Thinking of the women's suffrage movement brings to mind images of women picketing outside the White House, marching in the capitol and banners reading, "Votes for women." But the push for the passage of the 19th amendment took hold nationwide, and Missouri was no exception.
At the Boone County History and Culture Center, the "She Got the Vote" exhibit is celebrating Columbia's and Missouri's roles in the larger suffrage movement. The exhibit opened last fall to commemorate the 100th anniversary of the passage of the 19th amendment in 1919 and its ratification in 1920. Missouri was the 11th of 36 necessary states to ratify the amendment.
Although the amendment gave the right to vote to all women, Black women were often kept from casting their ballots by restrictions such as poll taxes and other local laws. It wasn't until the passage of the Voting Rights Act of 1965 that such barriers were outlawed.
As the U.S. approaches the Nov. 3 general election and the conversation around racial and gender equality has reignited, the celebration of women's suffrage remains relevant.
Odes to Columbia activists
The exhibit is full of nods to Columbia's suffragists both male and female. The Columbia Equal Suffrage League was founded in the early 1900s, and its first president was former MU president Richard Henry Jesse, the namesake of Francis Quadrangle's Jesse Hall. The exhibit features more information on the group and copies of minutes from one of its meetings.
"These very powerful women said, 'Everybody in the whole state knows you. Why don't you be president of this? Because it'll get us more attention in the press, and men will pay attention,'" says Chris Campbell, executive director of the Boone County History and Culture Center. "I always thought that was a part of the story that a lot of people don't know."

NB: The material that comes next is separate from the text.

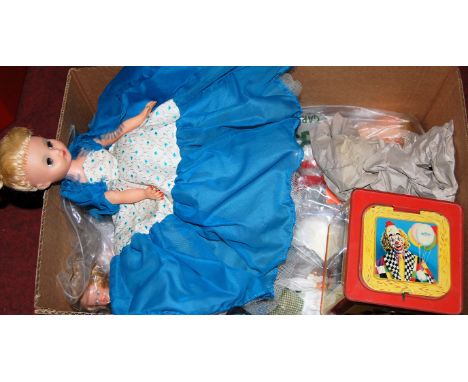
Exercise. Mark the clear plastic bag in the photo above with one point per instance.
(370, 124)
(299, 286)
(85, 278)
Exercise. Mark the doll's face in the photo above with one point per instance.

Luella Wilcox St. Clair Moss, president of what would become Columbia College, was elected vice president of the Columbia ESL. Wilcox St. Clair was among Columbia's most influential suffrage leaders and in 1922 became president of the local League of Women Voters. The same year, she became the first female candidate from Missouri to be nominated for national office. One corner of the exhibit is dedicated to the Columbia-Boone County LWV and its presidents, including Wilcox St. Clair Moss.
There's also a photo of MU chemistry major Hazel Hunkins participating in the famous National Woman's Party protest outside Woodrow Wilson's White House. Women such as Hunkins, who wore a sash that read, "U. of MO," became the first group to protest outside the White House in 1917.
When officials walked the 10 blocks from the Jefferson Hotel to the St. Louis Coliseum for day one of the 1916 Democratic National Convention, they walked along a street lined with silent suffragettes. In what became known as "The Golden Lane," about 7,000 women from around the country gathered for a "walk-less, talk-less parade" advocating for the party to endorse women's suffrage. That year, they did.
The white dresses, purple and yellow sashes and yellow parasols they wore became iconic, and thanks to the Boone County Historical Society, three such ensembles are on display as the centerpiece of the exhibit.
"You just walk into the room and it just hits you," says Marilyn McLeod, president of the League of Women Voters of Columbia-Boone County, which loaned items for the exhibit. "You see the women and their sashes."
Tableau on a tapestry
The culmination of the Golden Lane protest was a tableau staged by suffragists to represent the fight for voting rights. Marguerite Martyn sketched the demonstration for the June 11, 1916 issue of the St. Louis Post-Dispatch's Sunday magazine. Her sketch is now enlarged and displayed on the exhibit's back wall.
It features women dressed in black to represent states who had failed to pass suffrage measures, women dressed in white holding shields emblazoned with the names of states who had granted women voting rights, women representing other countries that had universal suffrage and women standing in for undecided states.